I came out of my bedroom that Saturday morning. My grandma’s face was paralyzed, and my mom was crying. I knew something happened, but what? My grandma told my brothers and me to sit on the couch. She had something to tell us.

“Here it comes,” I thought. I wondered who got hurt.

It turned out I was the one getting hurt.

My grandma looked at us and said in a calm, dim voice, "Boys your aunt was too shocked to tell you this so they asked me to tell you.” She took a deep breath and said, "Kids, your father died."

Right then and there my heart felt like it had shattered into a million pieces and each piece had a feeling inside of it. I looked around the room and saw all the devastated faces. The eyes of my older brothers, Ryan and Sean, were filled with tears. I turned my head to the other side; my younger brother Aidan looked like he had been shot. But Brendan, who was only 7, did not understand what happened. As soon as he heard dad he said excitedly, “Were going to dad’s house?"

No one knew what to tell Brendan. It was like everything went blank. I did not want believe it was true, so I tried calling my dad. But his cell phone just kept going to voice mail. At first I thought his phone died, but I kept redialing.
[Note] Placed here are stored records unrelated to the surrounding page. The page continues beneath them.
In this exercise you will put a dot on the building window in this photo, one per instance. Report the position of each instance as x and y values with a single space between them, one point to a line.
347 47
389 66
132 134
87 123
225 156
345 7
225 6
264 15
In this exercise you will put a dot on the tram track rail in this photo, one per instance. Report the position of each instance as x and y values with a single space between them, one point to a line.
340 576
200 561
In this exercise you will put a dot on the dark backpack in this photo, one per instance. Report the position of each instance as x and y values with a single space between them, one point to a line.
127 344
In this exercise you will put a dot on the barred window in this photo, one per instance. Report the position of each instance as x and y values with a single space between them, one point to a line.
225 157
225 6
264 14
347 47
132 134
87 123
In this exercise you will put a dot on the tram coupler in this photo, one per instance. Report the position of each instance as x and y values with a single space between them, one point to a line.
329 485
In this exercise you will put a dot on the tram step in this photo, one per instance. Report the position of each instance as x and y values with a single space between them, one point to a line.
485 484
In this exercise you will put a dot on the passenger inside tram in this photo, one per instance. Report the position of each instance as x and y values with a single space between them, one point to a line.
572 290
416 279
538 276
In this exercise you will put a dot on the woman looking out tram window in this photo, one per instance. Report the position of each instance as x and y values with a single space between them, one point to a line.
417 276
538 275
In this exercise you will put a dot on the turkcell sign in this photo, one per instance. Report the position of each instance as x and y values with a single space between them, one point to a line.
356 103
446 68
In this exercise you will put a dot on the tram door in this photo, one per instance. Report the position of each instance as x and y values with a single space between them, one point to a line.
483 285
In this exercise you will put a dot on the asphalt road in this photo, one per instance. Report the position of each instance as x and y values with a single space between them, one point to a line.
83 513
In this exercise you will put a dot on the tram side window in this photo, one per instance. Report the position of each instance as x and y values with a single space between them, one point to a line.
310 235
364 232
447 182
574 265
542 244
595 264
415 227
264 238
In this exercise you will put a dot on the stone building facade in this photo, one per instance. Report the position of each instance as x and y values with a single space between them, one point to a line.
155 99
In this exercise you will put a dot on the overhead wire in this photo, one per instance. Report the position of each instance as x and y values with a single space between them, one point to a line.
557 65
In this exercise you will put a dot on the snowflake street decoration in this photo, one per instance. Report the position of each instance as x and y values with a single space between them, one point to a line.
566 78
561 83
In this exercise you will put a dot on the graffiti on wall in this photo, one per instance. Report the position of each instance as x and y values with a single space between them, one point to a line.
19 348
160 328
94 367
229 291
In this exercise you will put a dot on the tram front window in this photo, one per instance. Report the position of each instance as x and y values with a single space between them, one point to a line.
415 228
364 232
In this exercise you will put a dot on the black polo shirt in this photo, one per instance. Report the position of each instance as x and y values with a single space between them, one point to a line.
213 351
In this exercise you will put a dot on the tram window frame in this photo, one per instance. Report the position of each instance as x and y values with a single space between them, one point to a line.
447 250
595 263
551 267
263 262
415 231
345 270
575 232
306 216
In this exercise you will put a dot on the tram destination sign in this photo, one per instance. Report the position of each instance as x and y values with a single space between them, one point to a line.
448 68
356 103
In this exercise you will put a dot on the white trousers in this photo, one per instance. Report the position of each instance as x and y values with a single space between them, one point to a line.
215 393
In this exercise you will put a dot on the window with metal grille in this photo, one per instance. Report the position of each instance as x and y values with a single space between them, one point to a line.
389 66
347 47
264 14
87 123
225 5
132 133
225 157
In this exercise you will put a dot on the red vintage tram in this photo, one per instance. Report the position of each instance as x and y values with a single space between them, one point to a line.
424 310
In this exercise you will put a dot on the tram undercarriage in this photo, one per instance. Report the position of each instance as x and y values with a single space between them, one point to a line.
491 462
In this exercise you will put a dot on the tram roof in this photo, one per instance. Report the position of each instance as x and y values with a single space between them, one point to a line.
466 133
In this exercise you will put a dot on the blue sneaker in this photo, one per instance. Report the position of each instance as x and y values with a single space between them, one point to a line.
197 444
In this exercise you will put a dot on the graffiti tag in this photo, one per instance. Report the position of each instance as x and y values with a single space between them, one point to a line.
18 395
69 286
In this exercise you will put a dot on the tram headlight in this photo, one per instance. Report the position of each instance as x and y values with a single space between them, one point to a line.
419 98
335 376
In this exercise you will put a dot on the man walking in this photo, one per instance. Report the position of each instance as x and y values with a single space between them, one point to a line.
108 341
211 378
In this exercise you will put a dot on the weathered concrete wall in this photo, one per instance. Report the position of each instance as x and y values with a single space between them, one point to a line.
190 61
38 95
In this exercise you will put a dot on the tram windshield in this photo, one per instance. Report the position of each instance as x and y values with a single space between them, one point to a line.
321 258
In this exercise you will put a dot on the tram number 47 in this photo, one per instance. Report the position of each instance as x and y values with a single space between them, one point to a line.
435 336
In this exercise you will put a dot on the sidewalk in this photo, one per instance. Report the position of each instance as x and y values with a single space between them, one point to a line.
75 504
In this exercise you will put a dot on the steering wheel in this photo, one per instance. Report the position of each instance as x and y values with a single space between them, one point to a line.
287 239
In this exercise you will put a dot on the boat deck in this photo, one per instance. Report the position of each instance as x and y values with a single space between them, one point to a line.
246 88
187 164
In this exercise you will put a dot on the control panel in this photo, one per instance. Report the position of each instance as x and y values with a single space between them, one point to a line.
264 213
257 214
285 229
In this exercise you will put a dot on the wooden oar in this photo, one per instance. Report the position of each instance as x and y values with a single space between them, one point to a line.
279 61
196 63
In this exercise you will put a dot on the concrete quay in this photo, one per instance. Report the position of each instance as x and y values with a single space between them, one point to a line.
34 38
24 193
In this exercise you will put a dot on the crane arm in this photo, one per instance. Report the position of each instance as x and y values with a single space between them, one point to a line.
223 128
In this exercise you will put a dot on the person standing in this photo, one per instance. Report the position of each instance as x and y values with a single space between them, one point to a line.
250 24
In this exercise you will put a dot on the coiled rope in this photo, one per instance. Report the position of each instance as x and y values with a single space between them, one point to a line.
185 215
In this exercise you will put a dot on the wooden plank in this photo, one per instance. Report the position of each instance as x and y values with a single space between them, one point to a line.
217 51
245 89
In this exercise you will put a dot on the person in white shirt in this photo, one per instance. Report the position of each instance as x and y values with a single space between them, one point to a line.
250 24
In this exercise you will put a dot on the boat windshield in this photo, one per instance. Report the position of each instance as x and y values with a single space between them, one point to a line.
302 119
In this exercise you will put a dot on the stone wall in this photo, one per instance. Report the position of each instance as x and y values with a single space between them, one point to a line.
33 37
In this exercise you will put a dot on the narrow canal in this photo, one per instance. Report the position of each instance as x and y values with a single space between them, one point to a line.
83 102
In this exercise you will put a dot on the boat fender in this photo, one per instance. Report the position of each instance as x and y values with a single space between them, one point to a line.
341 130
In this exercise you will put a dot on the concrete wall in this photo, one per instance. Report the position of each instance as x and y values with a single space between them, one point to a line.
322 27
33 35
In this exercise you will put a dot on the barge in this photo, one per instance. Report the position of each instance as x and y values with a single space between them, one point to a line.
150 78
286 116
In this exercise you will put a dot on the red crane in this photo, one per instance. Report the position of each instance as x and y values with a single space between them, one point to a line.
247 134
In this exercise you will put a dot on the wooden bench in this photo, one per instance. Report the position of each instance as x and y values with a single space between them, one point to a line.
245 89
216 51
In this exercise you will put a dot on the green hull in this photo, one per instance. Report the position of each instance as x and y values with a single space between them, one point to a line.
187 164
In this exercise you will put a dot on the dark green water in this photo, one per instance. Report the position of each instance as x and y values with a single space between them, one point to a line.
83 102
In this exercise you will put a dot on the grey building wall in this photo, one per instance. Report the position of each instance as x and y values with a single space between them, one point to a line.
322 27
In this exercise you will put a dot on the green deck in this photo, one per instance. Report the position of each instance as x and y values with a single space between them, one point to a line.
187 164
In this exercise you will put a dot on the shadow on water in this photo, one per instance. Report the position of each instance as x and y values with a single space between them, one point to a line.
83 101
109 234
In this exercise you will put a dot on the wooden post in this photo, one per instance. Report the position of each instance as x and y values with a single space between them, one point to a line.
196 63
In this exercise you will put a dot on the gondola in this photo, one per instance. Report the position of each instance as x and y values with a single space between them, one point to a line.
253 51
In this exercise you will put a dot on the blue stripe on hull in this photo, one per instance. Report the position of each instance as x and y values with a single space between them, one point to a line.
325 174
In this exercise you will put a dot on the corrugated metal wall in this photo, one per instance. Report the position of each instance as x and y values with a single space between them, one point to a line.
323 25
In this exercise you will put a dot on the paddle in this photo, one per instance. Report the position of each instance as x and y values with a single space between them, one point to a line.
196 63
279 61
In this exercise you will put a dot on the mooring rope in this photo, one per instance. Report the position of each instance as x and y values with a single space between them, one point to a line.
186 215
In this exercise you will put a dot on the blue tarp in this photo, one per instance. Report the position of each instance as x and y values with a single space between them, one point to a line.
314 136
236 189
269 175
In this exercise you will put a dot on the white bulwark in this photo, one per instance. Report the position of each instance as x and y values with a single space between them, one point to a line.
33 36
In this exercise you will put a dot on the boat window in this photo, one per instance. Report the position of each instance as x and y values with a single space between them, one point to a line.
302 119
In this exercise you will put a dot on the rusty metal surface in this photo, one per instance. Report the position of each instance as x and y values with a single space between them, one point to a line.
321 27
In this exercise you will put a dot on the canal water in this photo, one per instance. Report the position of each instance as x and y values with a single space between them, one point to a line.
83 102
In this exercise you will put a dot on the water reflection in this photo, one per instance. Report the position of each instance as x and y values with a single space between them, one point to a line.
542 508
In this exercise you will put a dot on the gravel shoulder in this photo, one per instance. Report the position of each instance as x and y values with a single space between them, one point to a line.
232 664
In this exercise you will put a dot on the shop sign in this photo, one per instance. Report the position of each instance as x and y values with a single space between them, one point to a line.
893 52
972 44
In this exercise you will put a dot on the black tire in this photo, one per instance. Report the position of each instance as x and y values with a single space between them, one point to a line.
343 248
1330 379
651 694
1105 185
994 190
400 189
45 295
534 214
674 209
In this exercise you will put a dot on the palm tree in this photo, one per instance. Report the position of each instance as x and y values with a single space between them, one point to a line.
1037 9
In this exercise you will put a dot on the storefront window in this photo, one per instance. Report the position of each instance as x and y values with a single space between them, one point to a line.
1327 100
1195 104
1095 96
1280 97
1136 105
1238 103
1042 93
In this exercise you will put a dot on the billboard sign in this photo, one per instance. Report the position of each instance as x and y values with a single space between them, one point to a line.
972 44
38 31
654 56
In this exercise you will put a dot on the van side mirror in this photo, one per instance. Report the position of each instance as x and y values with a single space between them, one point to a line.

My mom tried to calm me down. She took the phone out of my hands.

“You have to let it go,” my mom said in a clam voice, hugging me. Tears streamed down her face.

I had to except the fact that he was gone. It was hard for me to take in and it always will be. That morning I had an Allstar baseball game. I’ve been playing baseball since I was 4 years old. I told my mom I was going to my game, no if ands or buts about it. She was speechless. She looked at me as if she couldn’t understand why I wanted to go. I never thought I would speak to my mom like that, but I knew I had to go to my game.

My mom called the coaches to tell them what happened. As I was preparing for my game, water drops poured out of my eyes. My grandpa walked in and asked me why I wanted to go to my game and not go with my family to New York. I said, “Because baseball is the game he taught me how to play and love."

On the car ride, I thought about the good times I’ve had with my dad. The first time our whole family drove to Gettysburg. The first time my dad brought me to Yankee stadium, and my 12th birthday dinner at TGI Fridays. All these memories overwhelmed me and I couldn’t help but cry.

But when we pulled up into the fields I saw some of my teammates through the windows, and I felt relieved they were all there. As I walked into the dugout they all started clapping. I told them I wanted it to be a normal day, just like any other, even though I knew it couldn’t be.
As the game was about to start, my coaches pulled me to the side and asked if I was ok. I gave them the same answer I gave everyone. "Yes, I’m fine," I lied.

The game started and I walked to left field. I just stood there like a statue. There were so many mixed thoughts going through my head at that moment, like how could this have happened? Who did this to my dad? And what would happen now? The ball was hit to me, and I didn’t even notice. Everyone around me was yelling, and hearing them for the first time, I suddenly zoomed back in. I saw the ball and threw the kid out before he got to home. I thought, “That was lucky. I can’t do that anymore, I got to stay focused.” It was challenging, but I did it.

The first time I went up to bat I had a base hit. The next one was a double. The game ended and we won 12 to 6. My couches held the ball out to me and said, “This ball is for your dad.” The team cheered and everyone signed it. Without even thinking about it, I knew I wouldn’t keep the ball. I put it in my dad’s coffin.

My dad followed sports his whole life. He was the sports editor of the Staten Island Advance. He taught me how to love baseball and football. I miss sharing that passion with him.

It’s been 9 months since that day I found out about my dad. It’s hard to talk about it, so I don’t, but I think about that day all the time. I learned that you should never take things for granted. I never thought something like this could happen to me, until it did.